Ne sont-ils pas devenus une sorte de messe en latin aussi incompréhensible pour ceux qui les disent que pour ceux qui les entendent ?
Au point qu’un Président de la République Française s’est autorisé à parler de « droit de l’hommistes » pour ridiculiser ceux qui défendent ces valeurs issues du Siècle des Lumières et de notre Révolution; suscitant plus d’assentiment que d’indignation !

Elles ont subi une telle banalisation que personne n’ose les nommer et encore moins les défendre; sauf à les pervertir en s’en emparant à tout propos et hors de propos. Qui parle de liberté, d’égalité, de solidarité, de justice, de combat contre les discriminations ? Sauf pour défendre ses intérêts particuliers quand ce ne sont pas de simples lubies ?

Elles n’ont plus de goût et tous les progrès qu’elles ont permis sont devenus, pour la plupart d’entre nous d’incolores et inodores droits acquis. Au point que nombre de citoyens en ont perdu le sens.

Et pourtant, il est criard que ce sont bien ces valeurs de liberté, de justice, de solidarité, de respect de la dignité de chacun qui sont le ciment de toute société harmonieuse et pacifique ! Ces mêmes valeurs qui sont inscrites dans la Charte des Droits fondamentaux de l’Union Européenne.

Le continent Européen en a fait l’expérience : après avoir subi l’assaut des idéologies fascistes, nazie et communistes qui ont apporté leurs lots de guerres et de désolations, c’est bien la construction Européenne fondée sur ces valeurs qui a mis fin aux chaos meurtriers et permis la naissance de sociétés de paix, de progrès et de liberté !

Mais voici qu’avec M. Poutine l’hydre de la guerre de conquête ressurgit; brutale, violente, couverte d’un immense mensonge proféré avec un cynisme absolu.

Pourquoi cette agression ? Pour une raison majeure : les valeurs adoptées par les Ukrainiens sont celles de l’Union Européenne, avant même l’assouvissement de son rêve d’empire.

Comment ignorer au nom de quoi les peuples se révoltent ? Depuis  la Tunisie puis l’Egypte, l’Irak, l’Algérie, le Soudan, la Birmanie, le Nicaragua, la Chine, la Biélorussie résonne toujours le même slogan : liberté !

Aujourd’hui, la résistance de la nation Ukrainienne est la plus formidable démonstration de l’importance fondamentale de ces valeurs et principes : au  péril de leur vie, des citoyens se lèvent contre le dictat de Vladimir Poutine. Et cette insurrection transcende l’appartenance linguistique,, puisque les Russophones de ce pays refusent cette invasion censée les protéger; ce qui prouve que dans l’esprit de ces personnes l’attachement aux valeurs de liberté est plus fort que celui à une langue qui, en l’occurrence, traduirait aussi celui à la nation Russe.
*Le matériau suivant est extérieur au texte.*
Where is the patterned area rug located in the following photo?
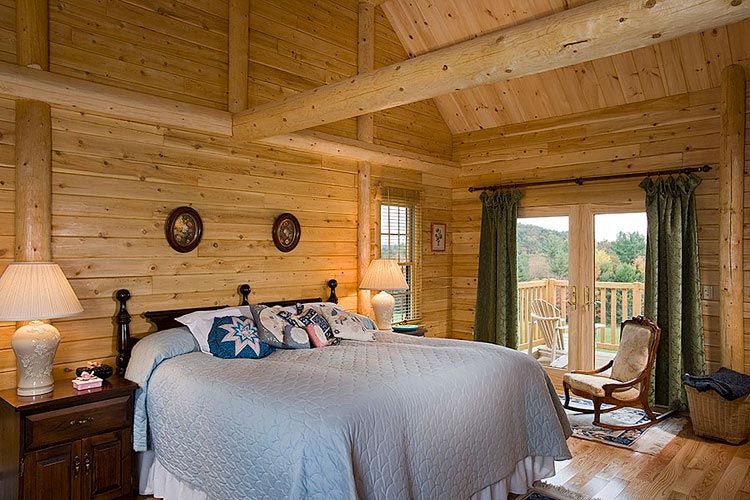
[559,395,687,455]
[519,481,599,500]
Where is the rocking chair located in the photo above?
[563,316,672,430]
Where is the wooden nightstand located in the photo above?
[0,377,138,500]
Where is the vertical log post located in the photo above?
[228,0,250,113]
[719,64,745,372]
[15,0,52,262]
[357,0,377,315]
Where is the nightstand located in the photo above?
[0,377,138,500]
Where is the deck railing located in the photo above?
[518,279,644,350]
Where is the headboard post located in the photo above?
[240,283,251,306]
[328,280,339,304]
[115,288,130,376]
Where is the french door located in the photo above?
[517,202,646,380]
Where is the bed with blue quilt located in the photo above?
[118,284,571,500]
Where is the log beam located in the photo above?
[0,62,460,177]
[228,0,250,113]
[357,1,375,316]
[234,0,750,140]
[719,65,745,372]
[0,62,232,136]
[255,132,461,177]
[15,0,52,262]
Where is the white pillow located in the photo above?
[319,304,375,342]
[175,307,244,354]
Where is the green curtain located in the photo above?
[474,189,521,349]
[641,175,705,410]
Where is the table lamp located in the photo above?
[359,259,409,330]
[0,262,83,396]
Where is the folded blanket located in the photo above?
[682,368,750,401]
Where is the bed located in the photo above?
[116,284,571,500]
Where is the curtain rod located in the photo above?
[469,165,712,193]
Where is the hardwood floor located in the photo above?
[140,424,750,500]
[524,418,750,500]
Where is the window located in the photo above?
[380,187,422,322]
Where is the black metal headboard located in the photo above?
[115,279,339,375]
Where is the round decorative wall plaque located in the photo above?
[165,207,203,253]
[273,213,302,252]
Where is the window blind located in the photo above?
[380,186,422,322]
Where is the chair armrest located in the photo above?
[602,370,648,397]
[570,359,614,375]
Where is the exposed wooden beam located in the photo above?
[234,0,750,140]
[14,0,52,262]
[719,65,746,372]
[228,0,250,113]
[0,62,232,136]
[0,62,459,177]
[357,1,375,315]
[256,132,461,177]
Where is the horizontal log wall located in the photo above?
[452,89,750,371]
[0,0,451,388]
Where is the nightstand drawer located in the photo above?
[24,396,131,451]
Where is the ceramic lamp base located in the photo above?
[370,291,396,330]
[11,321,60,396]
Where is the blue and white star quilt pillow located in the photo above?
[208,316,275,359]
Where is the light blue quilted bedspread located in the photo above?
[127,329,570,500]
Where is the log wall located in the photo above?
[452,89,750,371]
[0,0,452,388]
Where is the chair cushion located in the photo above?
[612,322,652,382]
[563,373,640,401]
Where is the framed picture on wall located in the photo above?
[430,222,446,252]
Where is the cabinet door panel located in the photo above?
[24,441,83,500]
[82,431,132,500]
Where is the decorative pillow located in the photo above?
[305,323,338,347]
[208,316,276,359]
[250,304,310,349]
[175,307,242,354]
[295,308,336,341]
[322,308,375,342]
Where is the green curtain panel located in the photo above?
[474,189,521,349]
[641,175,706,410]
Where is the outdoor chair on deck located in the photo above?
[529,299,568,366]
[563,316,672,430]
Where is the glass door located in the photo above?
[593,212,647,367]
[517,215,571,370]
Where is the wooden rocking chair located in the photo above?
[563,316,672,430]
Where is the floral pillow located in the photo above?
[321,307,375,342]
[208,316,276,359]
[250,304,310,349]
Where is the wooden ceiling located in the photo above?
[382,0,750,134]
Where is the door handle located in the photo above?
[567,286,578,311]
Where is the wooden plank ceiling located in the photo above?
[382,0,750,134]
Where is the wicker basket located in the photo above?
[685,386,750,444]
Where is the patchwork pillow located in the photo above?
[295,304,336,341]
[305,323,338,348]
[250,304,310,349]
[322,308,375,342]
[208,316,276,359]
[175,307,242,354]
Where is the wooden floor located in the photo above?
[520,418,750,500]
[140,418,750,500]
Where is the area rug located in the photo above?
[519,481,599,500]
[559,395,687,455]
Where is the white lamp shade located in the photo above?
[0,262,83,321]
[359,259,409,290]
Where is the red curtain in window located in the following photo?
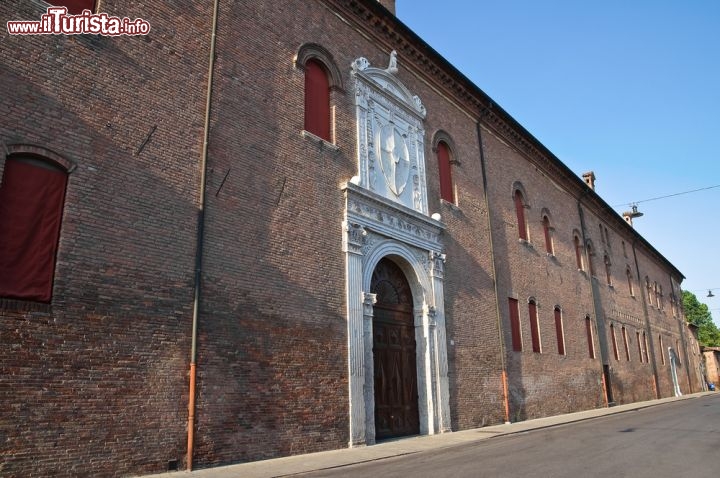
[610,324,620,360]
[585,317,595,358]
[437,141,454,202]
[555,309,565,355]
[575,236,582,270]
[543,216,553,254]
[515,191,527,241]
[508,298,522,352]
[0,159,67,302]
[528,302,540,353]
[305,60,330,141]
[48,0,95,15]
Alors, puisqu’elles sont si essentielles, indispensables, si désirées et si menacées, remettons les sur le devant de la scène politique nationale et internationale avec détermination et enthousiasme; proposons-nous d’en assurer la promotion et le respect; faisons d’elles la référence incontournable de nos choix dans tous les domaines de l’action publique. Nul besoin de grandes reformes puisqu’elles figurent dans la Déclaration Universelle des Droits de l’Homme, dans la Charte Européenne du même nom et dans notre bloc de constitutionnalité.

Chacun a compris combien les promesses et les programmes étalent fragiles face au surgissement de réalités toujours mouvantes et imprévisibles; par contre, les principes et les valeurs fondatrices de nos sociétés doivent toujours demeurer l’axe inaltérable des réponses à leur apporter.

Ce sera, à la fois, une entreprise de clarification à l’égard des citoyens et le repère à l’aune duquel les décisions de nos gouvernants seront prises et jugées, et, au-dessus de tout, une démarche de vérité, à l’opposé de ce que nous proposent les démagogues et apprentis sorciers de tous horizons.